The next time I woke up, I was greeted with the ‘it’s-a-boy’ moment I’d been looking forward to, as his nappy was pulled down in my face. Although he was freshly born, the nurse stood him up and he looked like a little president – a name that would stick through his childhood.
Before they took me off to the ward, they wallpapered my insides with fabric to stop the bleeding. I had never felt womanlier in my life, a fertile vessel of blood and guts. Labour had broken me open, but medical science was putting me back together.
The day I discovered my insides, I thought I had boy bits tucked in there. It made sense because I’d always had this unusual red crease on my skin that started just below my belly button and finished right where my vulva started. It was the same colour as my mother’s caesarean section scar, which she received when she gave birth to my brother. I never paid it much mind until my cousin was born, in 1995. My aunty had given birth to three daughters in quick succession like gunshots and she had finally gotten her son in baby #4. His arrival was much-awaited and much-wanted.

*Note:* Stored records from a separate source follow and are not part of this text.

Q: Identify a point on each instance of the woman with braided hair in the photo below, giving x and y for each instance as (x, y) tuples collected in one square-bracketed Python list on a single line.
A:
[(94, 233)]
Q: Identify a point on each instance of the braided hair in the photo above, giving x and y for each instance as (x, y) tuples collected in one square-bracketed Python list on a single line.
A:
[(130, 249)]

The day we visited him in hospital for the first time, I spent time carefully curating the best bouquet of flowers a five-year-old could manage. By the time they were all tied together, some of them were drooping, their different stages of decay succumbing to gravity to form an unusual exhibit of childish home garden floristry. When I finally saw him, his skin had been bald, red and patchy in different places, kind of ugly but endearing in a weird sort of way –like a baby mouse, squinting and wrinkly. When we arrived at the hospital, my mother could not stop gushing about how vital it was that my aunty had finally gotten a son.

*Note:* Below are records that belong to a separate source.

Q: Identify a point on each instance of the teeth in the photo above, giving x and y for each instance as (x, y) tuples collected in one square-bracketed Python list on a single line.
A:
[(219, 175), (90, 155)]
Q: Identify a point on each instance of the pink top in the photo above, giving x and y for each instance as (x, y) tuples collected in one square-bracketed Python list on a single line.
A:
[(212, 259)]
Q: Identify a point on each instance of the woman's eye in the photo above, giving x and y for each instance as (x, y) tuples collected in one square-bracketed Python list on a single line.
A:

“I was so lucky, I had a pigeon pair straight away,” my mother said, almost condescendingly, as if no other combination of genders would ever be as good as getting one of each. “But if she’d been born a boy, that would have been it.” She nodded at me. In that moment, I wondered if I had been born a boy, but hastily swapped with a surgical procedure. Why else would I have the scar? It was perfectly reasonable for me to think that I had been reassigned at birth and this was just something people didn’t talk about it, if they did it. Why else would I, like a boy, have those fluttery butterfly feelings every time I saw a pretty woman? What other possible explanation could there be? Girls just didn’t like women. It just wasn’t how things were.